G. Sub-Mission on Agricultural Mechanisation – Farm Power Availability: Solar pumps to improve farm power availability.

i. Level of farm mechanisation [value<50%]: Lower the value, higher the opportunity to increase farm power availability.

ii. Proportion of cultivators using electric pump [value<50%]: Lower the number of users, higher the potential of increasing mechanisation through solar pumps.

H. Climate Resilient Farming for Small Farms: Solar pumps to advance the cause of low-carbon agriculture and improve climate resilience.

i. Proportion of small and marginal farmers [value>85%]: Most vulnerable group to climate change. Will benefit the most from climate resilient farming practices.

ii. Climate Change Vulnerability Index by Central Research Institute for Dryland Agriculture (CRIDA) [ value>0.459]: Captures the exposure, sensitivity and adaptive capacity of district to climate change.


VI. Limitations of the tool

i. The choice of filters and weights has been kept the same across states, while in reality the influence of parameters will vary with geographic locations and states.

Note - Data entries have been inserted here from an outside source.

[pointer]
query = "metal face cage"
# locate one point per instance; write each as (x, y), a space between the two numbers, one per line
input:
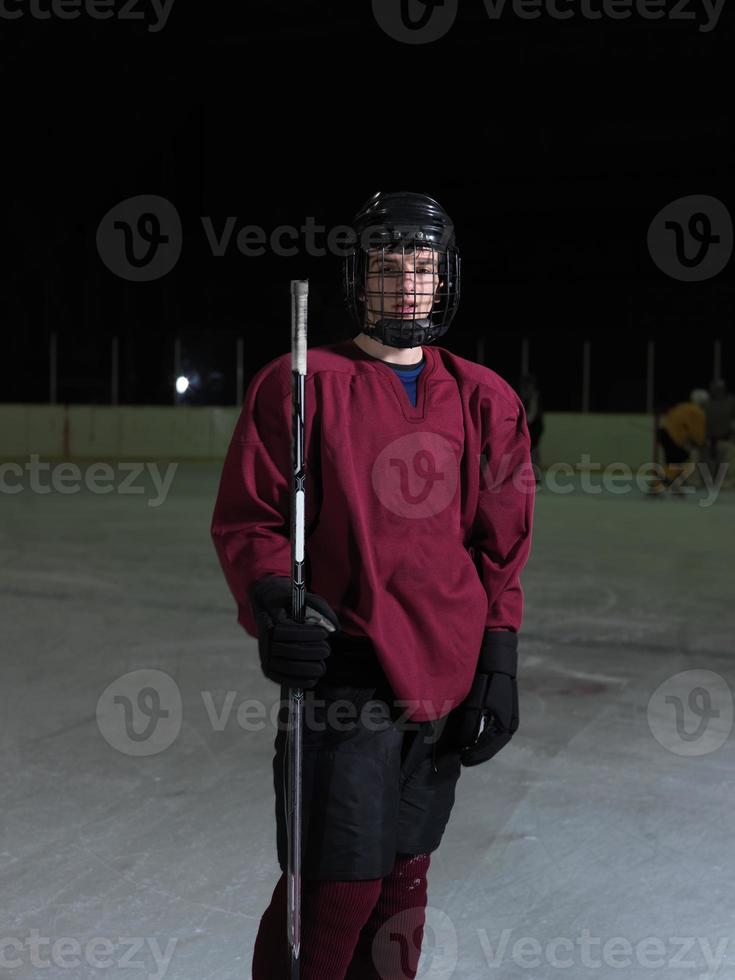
(404, 292)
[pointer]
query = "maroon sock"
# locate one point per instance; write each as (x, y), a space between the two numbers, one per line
(332, 915)
(392, 953)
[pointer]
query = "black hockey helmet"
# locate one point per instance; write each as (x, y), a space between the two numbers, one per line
(402, 234)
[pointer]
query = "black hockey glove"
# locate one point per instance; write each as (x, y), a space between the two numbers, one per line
(291, 653)
(487, 719)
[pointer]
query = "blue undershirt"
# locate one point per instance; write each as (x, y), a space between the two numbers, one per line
(409, 376)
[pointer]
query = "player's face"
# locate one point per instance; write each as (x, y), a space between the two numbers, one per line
(401, 285)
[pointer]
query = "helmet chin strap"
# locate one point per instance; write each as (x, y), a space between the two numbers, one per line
(403, 333)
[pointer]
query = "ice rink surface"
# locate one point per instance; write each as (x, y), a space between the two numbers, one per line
(599, 843)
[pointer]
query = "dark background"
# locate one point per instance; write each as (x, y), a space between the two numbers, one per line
(552, 145)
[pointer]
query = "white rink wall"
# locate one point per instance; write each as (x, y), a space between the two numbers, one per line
(203, 433)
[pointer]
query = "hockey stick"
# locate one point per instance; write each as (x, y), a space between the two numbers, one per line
(299, 299)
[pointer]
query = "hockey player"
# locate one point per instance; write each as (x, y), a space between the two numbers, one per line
(419, 500)
(682, 436)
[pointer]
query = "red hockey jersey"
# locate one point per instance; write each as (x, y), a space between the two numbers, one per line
(418, 519)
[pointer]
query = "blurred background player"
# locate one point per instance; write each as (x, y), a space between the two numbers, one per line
(682, 436)
(414, 562)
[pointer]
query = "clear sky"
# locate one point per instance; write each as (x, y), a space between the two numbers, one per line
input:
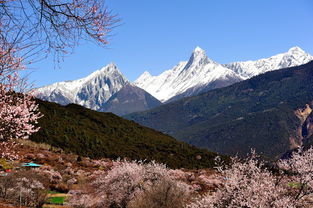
(154, 35)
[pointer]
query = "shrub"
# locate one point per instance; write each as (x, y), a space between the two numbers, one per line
(125, 182)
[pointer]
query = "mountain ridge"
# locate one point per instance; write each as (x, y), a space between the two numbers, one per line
(255, 113)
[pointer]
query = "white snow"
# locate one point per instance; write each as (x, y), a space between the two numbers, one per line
(200, 71)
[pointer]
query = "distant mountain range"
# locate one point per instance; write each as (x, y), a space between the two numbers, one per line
(201, 74)
(100, 90)
(271, 112)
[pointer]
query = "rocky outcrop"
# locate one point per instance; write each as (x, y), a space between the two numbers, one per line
(305, 130)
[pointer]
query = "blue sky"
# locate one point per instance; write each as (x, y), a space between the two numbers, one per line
(154, 35)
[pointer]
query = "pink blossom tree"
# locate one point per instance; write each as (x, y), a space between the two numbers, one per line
(129, 183)
(38, 27)
(248, 183)
(18, 111)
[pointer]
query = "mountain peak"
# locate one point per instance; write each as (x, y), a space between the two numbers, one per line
(198, 50)
(296, 49)
(198, 57)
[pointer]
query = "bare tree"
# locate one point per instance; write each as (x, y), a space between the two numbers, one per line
(36, 28)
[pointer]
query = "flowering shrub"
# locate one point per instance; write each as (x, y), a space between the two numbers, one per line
(128, 181)
(25, 188)
(249, 184)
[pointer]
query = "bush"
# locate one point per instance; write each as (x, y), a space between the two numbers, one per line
(25, 188)
(127, 184)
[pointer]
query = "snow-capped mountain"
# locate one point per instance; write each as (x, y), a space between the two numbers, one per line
(198, 74)
(92, 91)
(187, 78)
(247, 69)
(201, 74)
(130, 99)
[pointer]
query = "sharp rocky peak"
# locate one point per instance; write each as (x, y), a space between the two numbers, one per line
(198, 57)
(296, 49)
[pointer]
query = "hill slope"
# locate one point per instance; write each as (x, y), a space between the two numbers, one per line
(96, 135)
(130, 99)
(256, 113)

ii. The default weights and filters have been decided based on CEEW research and consultation with a set of experts, which could reflect biases of the group. The tool tries to correct this by allowing the user to change weights and as per their discretion, with almost no restriction.

iii. The tool as of now only captures the potential of solar-based irrigation for groundwater sources. In future, it might incorporate variables corresponding to surface water availability to enhance its scope.

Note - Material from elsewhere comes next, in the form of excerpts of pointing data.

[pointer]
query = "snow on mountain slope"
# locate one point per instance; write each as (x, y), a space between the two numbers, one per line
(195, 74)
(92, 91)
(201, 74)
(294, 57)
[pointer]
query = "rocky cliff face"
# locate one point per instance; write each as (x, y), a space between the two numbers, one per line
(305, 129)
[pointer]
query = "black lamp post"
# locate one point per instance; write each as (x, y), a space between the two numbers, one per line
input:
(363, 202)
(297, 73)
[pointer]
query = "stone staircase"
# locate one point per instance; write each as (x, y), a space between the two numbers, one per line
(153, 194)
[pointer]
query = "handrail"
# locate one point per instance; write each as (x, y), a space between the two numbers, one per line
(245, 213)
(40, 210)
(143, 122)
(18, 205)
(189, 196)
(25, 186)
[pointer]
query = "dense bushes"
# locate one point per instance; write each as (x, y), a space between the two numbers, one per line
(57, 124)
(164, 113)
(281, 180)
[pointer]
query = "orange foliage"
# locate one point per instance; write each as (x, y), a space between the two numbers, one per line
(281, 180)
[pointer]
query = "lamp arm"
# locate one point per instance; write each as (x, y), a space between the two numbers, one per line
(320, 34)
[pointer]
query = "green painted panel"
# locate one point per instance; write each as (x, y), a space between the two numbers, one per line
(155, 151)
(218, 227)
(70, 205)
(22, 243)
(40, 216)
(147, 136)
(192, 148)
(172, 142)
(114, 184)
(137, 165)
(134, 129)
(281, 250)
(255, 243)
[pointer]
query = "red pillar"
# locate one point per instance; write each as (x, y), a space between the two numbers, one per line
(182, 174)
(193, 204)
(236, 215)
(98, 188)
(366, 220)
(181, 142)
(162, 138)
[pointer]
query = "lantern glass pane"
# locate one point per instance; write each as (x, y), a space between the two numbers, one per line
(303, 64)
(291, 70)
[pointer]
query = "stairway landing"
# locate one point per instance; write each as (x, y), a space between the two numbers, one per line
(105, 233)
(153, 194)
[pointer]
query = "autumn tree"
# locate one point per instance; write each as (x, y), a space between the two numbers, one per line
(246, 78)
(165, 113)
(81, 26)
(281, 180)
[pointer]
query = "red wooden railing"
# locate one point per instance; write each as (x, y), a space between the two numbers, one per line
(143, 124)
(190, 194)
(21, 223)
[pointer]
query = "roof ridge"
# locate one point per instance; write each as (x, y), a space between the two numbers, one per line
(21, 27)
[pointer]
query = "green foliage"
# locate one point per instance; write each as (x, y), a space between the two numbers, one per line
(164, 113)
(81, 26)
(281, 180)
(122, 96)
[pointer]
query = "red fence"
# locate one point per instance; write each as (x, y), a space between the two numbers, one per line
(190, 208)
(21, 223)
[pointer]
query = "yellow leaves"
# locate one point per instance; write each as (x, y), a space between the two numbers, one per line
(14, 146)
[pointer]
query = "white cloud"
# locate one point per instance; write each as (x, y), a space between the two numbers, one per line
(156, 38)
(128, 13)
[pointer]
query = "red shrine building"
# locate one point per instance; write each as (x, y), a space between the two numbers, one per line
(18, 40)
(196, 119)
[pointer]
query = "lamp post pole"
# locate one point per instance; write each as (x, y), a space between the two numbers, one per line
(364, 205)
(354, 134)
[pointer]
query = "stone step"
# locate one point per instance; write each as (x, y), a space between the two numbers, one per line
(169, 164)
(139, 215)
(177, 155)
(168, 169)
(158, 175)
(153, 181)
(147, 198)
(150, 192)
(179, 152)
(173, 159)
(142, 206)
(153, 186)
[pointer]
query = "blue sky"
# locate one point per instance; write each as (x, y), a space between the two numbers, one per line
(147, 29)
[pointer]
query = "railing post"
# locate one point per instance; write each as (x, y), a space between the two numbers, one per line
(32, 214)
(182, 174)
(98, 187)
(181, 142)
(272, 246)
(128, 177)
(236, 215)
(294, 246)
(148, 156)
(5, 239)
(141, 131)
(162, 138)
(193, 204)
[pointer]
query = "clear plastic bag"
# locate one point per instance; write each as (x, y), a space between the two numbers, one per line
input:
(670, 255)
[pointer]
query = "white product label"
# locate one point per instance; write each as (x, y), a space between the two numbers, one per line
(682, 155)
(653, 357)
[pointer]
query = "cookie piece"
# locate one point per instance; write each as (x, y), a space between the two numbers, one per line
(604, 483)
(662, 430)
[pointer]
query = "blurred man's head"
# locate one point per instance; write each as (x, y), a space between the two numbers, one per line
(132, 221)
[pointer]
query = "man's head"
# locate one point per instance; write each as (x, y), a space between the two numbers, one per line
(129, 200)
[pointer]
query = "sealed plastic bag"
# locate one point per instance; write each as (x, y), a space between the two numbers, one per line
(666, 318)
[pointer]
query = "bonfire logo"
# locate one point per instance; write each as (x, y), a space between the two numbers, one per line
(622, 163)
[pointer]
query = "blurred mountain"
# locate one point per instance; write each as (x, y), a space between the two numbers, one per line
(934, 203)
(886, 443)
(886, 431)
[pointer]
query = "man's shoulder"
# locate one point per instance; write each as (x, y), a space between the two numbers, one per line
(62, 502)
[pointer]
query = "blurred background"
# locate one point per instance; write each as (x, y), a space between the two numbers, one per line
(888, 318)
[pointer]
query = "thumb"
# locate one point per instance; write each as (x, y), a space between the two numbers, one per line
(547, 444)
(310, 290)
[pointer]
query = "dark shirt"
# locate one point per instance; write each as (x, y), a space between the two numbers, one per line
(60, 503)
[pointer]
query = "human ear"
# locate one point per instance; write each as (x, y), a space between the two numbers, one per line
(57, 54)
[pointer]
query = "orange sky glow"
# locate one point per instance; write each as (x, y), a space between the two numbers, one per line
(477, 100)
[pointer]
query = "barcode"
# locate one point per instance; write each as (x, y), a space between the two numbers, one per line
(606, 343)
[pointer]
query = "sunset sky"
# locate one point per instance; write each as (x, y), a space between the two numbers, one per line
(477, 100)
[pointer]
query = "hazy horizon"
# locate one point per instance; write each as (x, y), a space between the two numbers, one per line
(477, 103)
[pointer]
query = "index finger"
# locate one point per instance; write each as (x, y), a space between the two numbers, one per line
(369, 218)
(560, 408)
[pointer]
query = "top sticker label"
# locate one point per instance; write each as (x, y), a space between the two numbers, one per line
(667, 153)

iv. Given water availability is an important criterion when it comes to the sustainable deployment of solar pumps, it would have been useful to integrate India’s aquifer (hard rock) map to its political map. But, this could not be done due to the unavailability of a usable format of such a map.

v. Certain deployment approaches, like the community ownership of solar pumps, and a few policy objectives could not be incorporated in the tool due to unavailability of data.